Is ovarian cancer a death sentence? Not with new technology it isn’t

Cancer. The big C word. The big, bad wolf of medical ailments. The boogie man of bodily problems.

Cancer is scary in and of itself. But what is scarier is that more and more people are being diagnosed with cancer. They say if you either know someone who has cancer or will know someone who has cancer in your lifetime. What is scariest is that person might be you.

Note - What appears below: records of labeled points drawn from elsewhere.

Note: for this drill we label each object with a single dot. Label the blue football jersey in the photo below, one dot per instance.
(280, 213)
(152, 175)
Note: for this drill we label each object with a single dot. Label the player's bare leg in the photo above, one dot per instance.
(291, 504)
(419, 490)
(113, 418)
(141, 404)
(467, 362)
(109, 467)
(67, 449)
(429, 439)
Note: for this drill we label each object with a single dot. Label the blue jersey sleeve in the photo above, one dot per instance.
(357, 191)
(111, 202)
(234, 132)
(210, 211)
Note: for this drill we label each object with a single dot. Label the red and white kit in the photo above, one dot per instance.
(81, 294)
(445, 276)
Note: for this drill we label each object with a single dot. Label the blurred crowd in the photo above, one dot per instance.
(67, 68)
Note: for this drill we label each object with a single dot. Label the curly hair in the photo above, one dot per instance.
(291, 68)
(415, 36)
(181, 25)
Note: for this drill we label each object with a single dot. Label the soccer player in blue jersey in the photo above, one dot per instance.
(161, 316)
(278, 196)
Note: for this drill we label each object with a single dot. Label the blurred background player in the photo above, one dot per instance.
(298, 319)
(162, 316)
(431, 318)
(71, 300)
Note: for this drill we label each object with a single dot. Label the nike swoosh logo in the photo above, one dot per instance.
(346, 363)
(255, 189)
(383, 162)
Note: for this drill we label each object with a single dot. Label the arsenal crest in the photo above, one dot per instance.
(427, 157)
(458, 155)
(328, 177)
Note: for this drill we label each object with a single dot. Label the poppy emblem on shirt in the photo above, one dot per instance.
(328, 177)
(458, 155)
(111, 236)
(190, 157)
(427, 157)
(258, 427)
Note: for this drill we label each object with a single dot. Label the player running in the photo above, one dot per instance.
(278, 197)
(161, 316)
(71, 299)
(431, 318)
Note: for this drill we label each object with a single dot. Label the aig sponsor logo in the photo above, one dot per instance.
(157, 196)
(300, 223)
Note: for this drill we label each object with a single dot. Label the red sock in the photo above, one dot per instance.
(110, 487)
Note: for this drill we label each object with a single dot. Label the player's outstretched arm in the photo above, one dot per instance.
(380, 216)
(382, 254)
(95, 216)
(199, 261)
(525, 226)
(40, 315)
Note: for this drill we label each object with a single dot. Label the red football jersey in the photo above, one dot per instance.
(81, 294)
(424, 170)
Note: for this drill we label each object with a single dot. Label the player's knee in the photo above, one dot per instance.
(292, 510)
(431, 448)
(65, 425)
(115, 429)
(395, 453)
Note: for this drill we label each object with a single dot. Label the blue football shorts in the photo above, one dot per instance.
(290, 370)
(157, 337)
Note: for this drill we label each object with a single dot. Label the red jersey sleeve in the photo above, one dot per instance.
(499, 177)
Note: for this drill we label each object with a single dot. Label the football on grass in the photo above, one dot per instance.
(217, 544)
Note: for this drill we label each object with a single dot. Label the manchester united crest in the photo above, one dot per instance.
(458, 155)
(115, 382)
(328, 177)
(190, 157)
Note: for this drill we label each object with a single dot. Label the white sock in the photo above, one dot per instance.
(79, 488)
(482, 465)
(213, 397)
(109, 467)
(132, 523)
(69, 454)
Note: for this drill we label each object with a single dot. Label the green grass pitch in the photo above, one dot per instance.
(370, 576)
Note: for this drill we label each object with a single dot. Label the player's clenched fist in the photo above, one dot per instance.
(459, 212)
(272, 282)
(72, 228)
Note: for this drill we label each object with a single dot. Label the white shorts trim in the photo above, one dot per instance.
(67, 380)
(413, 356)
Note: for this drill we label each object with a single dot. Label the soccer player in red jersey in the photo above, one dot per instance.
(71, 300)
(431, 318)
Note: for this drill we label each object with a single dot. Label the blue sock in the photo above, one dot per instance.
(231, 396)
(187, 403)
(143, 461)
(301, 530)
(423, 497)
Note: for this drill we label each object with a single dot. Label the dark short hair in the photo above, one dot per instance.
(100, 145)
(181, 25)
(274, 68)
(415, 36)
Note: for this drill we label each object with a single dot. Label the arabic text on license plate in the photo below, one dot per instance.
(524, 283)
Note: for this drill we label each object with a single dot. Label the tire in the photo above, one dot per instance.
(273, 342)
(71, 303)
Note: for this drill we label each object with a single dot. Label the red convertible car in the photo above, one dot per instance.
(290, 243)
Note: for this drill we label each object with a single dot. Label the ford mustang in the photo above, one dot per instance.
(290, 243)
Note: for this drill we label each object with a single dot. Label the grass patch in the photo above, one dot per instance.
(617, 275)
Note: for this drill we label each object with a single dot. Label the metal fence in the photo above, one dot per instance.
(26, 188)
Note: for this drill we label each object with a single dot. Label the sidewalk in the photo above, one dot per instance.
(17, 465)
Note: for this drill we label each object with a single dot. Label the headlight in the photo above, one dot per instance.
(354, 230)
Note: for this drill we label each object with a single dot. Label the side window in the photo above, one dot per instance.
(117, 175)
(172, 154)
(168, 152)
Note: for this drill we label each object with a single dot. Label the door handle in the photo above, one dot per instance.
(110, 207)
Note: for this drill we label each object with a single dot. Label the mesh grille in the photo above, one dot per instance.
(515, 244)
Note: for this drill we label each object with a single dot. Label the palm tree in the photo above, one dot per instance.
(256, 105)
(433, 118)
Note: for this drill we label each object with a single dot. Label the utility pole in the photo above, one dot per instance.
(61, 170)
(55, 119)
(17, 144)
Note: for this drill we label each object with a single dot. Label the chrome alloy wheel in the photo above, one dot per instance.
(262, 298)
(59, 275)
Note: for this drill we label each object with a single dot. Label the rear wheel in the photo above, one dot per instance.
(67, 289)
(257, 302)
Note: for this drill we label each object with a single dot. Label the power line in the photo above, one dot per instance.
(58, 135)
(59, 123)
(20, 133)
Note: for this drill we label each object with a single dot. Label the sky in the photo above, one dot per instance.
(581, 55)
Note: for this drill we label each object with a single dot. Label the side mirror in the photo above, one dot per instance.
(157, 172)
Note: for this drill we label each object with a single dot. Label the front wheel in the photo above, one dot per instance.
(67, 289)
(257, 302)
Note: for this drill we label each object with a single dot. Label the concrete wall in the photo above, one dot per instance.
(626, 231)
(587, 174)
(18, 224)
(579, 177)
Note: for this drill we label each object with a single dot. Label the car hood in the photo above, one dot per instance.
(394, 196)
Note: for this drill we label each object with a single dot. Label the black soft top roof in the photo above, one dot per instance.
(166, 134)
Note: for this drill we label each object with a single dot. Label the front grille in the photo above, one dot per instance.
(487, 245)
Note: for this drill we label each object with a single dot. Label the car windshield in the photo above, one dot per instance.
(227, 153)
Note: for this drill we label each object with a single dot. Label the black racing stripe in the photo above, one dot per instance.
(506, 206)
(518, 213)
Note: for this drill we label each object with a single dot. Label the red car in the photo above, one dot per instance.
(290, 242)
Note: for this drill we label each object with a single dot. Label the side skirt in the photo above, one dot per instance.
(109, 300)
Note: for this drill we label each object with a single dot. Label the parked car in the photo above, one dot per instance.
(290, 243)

I thought I would never encounter this haunted disease, but then it hit my family hard. My grandma was diagnosed with cervical cancer. She was a lucky one that was given a high percentage chance to beat the nasty disease, and so far she has held to that.

But for many cancer ruins and changes lives. And there is one cancer that is considered one of the scariest.  Ovarian cancer may not get as much attention as breast cancer but it is the most fatal cancer to affect women. Why? The symptoms are like a whisper, often explained as other things. While breast cancer is often detected when a woman finds a lump in her breast, ovarian cancer is usually caught long after the cancer has nestled its way deep into the tissue, too deep for traditional cancer fighting actions to make any difference.

With that sad thought in your mind, don’t fret. The numbers for ovarian cancer are decreasing, and an article from September 2011 issue of the new magazine called “Health Magazine” is telling us why.

Deaths associated with the disease are decreasing simply because fewer women are even getting the nasty cancer. (Yay!) The magazine conjectures that fewer women are getting the disease because they are on the Pill (birth control taken by mouth that releases hormones to keep a  woman from ovulating. This is often to prevent pregnancy, but the hormones can have other positive and negative affects as well). “The fewer times a woman ovulated over a lifetime, the lower her risk of ovarian cancer,” states the mag.

But birth control is not the only savior in the case of ovarian cancer. Surgeons are actually operating smarter and better. You would think that after paying a pretty penny into your Cigna health insurance that you would be able to get the best surgery possible. But when technology was not up to snuff, this was not always possible. While we do not have a cure for cancer yet, the technology to treat and fight cancer is more advanced, allowing doctors to fully penetrate the site of the cancer to zap it out.

Other non surgical treatments have improved as well. The “Health Magazine” states that chemotherapy treatments have improved. One size does not fit all and chemo now can be administered in many different ways, which increases the likelihood of survival.

And finally, more people are educated about the disease. While ovarian cancer is not common enough that you will need a yearly screening, people who have a history of the disease in their family are getting screened because they are most susceptible.